Review: J Edgar

J Edgar must have been a tough one for its producers to sell; Americans place a premium on patriotism but this bitter biopic of the former head of the FBI offers few reasons for fist pumping.
It’s a humourless, two and a quarter hour-long love-triangle between the Oedipal title character, his dessicated mother and his assistant.
Director Clint Eastwood paints Hoover as an obsessive – possibly autistic, certainly suffering from undiagnosed mental distress – intent on destroying Communist forces within the US. His obsession with covert Red agents is even tentatively put forward as an explanation for his harassment of civil rights activists (he once tried to blackmail Martin Luther King Jr into turning down the Nobel Peace Prize).
Eastwood’s Hoover, though, isn’t motivated by an altruistic love of his country but a desperate need for acceptance. He willfully lies in his autobiography and happily takes the credit for the work of others; partly for posterity but mostly to please his mother.
Judie Dench plays Mrs Hoover as if she were starring in a prequel to Psycho, set shortly before the corpse of Mrs Bates is transported to a rocking chair in the attic: she’s terrifying. Her quietly menacing, ultra-conservative presence ripples uncomfortably throughout the film.
Leonardo DiCaprio makes the pill slightly easier to swallow, bringing an element of charm to an otherwise charmless man.

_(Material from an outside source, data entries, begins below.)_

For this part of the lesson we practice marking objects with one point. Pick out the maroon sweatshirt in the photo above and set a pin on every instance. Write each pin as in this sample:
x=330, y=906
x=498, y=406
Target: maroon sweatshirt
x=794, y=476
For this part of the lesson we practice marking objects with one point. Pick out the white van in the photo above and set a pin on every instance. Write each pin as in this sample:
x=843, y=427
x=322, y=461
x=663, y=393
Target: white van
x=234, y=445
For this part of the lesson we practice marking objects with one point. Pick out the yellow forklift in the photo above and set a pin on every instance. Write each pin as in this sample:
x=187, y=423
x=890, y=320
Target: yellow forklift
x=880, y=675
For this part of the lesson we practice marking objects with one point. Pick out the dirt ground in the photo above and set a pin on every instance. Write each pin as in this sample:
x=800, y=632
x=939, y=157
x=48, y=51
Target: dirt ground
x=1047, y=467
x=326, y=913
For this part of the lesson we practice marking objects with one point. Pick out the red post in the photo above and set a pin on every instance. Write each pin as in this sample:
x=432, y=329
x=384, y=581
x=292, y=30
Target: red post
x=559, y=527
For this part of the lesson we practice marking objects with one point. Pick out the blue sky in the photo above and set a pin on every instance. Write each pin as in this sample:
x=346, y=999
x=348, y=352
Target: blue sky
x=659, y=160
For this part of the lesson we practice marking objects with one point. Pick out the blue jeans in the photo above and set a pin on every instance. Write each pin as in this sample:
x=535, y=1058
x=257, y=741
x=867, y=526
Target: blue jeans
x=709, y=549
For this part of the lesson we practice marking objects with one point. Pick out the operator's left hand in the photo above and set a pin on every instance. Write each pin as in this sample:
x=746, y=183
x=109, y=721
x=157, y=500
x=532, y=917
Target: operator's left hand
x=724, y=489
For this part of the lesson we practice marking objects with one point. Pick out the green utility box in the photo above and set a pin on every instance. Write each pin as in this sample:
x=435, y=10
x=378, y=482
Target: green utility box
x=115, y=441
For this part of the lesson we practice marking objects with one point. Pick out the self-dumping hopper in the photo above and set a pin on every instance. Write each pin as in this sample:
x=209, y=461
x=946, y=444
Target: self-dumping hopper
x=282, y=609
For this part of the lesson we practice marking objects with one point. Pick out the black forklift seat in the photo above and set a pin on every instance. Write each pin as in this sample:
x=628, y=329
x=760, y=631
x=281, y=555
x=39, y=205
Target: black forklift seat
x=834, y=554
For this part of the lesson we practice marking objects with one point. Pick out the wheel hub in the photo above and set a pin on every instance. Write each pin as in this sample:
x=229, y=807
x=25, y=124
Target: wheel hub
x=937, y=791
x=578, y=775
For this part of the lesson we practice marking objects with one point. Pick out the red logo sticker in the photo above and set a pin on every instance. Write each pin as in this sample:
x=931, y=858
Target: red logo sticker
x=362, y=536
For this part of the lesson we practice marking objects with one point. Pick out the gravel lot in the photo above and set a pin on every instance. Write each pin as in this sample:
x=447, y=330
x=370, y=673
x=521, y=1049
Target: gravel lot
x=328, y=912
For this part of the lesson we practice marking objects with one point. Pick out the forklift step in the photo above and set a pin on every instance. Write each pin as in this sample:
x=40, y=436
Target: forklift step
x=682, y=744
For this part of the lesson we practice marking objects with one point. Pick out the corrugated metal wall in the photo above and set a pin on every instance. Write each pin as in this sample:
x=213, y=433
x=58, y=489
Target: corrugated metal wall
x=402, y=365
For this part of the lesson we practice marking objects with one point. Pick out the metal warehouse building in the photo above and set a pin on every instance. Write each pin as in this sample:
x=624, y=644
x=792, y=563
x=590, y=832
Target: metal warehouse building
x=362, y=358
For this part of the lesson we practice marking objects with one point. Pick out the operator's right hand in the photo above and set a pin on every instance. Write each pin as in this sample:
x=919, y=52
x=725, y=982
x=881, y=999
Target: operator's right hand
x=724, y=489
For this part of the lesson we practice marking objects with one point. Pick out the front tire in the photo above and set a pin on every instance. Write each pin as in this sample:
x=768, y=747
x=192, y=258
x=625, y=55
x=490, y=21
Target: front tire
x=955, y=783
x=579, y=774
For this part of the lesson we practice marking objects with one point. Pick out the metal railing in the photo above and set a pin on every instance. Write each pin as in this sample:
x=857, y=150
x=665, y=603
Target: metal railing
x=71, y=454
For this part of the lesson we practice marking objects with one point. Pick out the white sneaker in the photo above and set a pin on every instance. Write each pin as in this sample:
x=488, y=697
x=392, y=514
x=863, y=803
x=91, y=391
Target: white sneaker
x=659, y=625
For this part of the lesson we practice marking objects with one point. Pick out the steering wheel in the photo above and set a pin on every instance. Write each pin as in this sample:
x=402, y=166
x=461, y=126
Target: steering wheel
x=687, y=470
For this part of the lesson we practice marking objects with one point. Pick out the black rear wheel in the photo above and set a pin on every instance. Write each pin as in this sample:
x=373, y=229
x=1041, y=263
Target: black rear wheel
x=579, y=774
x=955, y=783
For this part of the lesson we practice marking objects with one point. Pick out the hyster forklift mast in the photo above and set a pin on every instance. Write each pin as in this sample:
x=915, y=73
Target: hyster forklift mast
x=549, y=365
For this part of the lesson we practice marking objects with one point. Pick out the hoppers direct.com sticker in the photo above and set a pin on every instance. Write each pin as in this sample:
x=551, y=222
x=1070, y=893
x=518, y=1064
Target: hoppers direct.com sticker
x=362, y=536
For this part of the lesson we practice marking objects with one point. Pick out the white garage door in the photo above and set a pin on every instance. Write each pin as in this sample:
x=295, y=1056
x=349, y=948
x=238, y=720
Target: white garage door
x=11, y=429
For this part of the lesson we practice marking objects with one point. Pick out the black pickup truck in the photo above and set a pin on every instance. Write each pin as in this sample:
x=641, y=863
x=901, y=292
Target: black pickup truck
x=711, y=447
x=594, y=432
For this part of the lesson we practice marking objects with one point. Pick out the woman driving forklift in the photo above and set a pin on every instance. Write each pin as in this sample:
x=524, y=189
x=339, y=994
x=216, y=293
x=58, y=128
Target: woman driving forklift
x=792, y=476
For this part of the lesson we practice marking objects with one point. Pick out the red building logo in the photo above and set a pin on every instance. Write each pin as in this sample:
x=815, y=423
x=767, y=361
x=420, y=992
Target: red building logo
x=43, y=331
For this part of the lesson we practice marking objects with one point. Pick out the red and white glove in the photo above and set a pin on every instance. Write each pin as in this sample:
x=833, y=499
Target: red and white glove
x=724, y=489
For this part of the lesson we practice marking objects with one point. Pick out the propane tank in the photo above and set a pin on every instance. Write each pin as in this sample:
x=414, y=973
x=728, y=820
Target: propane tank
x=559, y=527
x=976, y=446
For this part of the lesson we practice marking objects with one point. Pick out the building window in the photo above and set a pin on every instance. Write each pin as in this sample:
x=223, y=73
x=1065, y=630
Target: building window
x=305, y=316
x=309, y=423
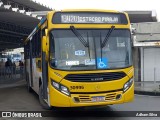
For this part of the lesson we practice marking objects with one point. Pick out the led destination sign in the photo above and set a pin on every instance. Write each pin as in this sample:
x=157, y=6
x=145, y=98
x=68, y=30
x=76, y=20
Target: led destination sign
x=89, y=17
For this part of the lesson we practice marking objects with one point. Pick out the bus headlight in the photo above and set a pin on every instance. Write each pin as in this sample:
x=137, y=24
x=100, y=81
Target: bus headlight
x=127, y=85
x=63, y=89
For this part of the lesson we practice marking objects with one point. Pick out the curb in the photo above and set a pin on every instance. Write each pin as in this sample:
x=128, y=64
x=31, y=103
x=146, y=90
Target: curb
x=147, y=93
x=16, y=84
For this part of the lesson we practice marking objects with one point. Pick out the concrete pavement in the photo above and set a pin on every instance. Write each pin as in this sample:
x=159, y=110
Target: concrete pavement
x=144, y=88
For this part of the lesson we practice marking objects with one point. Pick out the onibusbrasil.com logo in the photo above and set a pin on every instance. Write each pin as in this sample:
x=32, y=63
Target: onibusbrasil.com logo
x=21, y=114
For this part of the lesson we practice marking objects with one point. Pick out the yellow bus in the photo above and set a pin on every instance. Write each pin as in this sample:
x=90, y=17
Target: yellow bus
x=77, y=58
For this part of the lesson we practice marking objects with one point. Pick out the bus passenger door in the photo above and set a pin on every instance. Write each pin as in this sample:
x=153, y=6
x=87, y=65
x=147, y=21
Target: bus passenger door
x=44, y=70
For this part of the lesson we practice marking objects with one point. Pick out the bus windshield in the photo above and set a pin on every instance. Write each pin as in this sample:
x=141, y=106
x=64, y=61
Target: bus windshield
x=68, y=53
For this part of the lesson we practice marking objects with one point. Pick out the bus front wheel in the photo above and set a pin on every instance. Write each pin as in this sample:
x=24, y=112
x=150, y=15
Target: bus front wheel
x=41, y=100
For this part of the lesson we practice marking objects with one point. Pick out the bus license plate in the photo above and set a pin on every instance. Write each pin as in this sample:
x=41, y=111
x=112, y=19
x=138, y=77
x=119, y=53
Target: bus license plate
x=98, y=98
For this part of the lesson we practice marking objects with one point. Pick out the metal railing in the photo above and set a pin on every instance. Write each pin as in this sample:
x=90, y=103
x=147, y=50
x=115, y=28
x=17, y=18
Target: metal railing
x=11, y=73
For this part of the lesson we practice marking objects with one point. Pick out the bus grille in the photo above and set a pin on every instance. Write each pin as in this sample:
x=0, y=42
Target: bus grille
x=95, y=77
x=108, y=97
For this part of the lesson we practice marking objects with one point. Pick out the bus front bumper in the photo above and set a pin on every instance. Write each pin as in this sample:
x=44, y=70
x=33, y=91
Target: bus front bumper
x=58, y=99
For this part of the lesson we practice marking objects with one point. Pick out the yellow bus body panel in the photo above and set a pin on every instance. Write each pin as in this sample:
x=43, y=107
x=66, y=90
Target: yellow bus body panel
x=91, y=89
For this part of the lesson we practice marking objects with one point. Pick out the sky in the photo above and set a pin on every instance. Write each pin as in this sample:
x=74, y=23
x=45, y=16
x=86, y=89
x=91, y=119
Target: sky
x=104, y=4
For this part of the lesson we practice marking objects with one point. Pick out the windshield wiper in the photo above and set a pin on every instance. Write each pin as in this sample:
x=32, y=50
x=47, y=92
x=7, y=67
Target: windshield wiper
x=107, y=37
x=79, y=36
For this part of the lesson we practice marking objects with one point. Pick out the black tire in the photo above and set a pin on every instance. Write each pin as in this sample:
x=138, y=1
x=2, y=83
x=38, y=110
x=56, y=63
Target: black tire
x=41, y=100
x=28, y=85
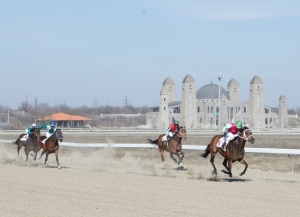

His portrayal of Hoover as an older man (the film charts his ascendency from ambitious 24-year-old through to his somewhat undignified death) is astonishing, in no small part down to outstanding make-up artistry.
Eastwood’s flair for uncomfortable silences is amply demonstrated. Hoover’s inability to accept the truth about his gay relationship with Clive Tolson – which is handled with commendable delicacy – is shown through a series of lingering shots of DiCaprio’s tortured face.
For the most part, the film is steadfastly ambivalent about its subject. His work in establishing the FBI is lauded but few justifications are made for his innumerable flaws. The experience leaves you thinking you probably wouldn’t want to spend, say, two and a quarter hours in his company. But J Edgar remains an original take on a fascinating, if rather unpleasant, figure in American’s living history.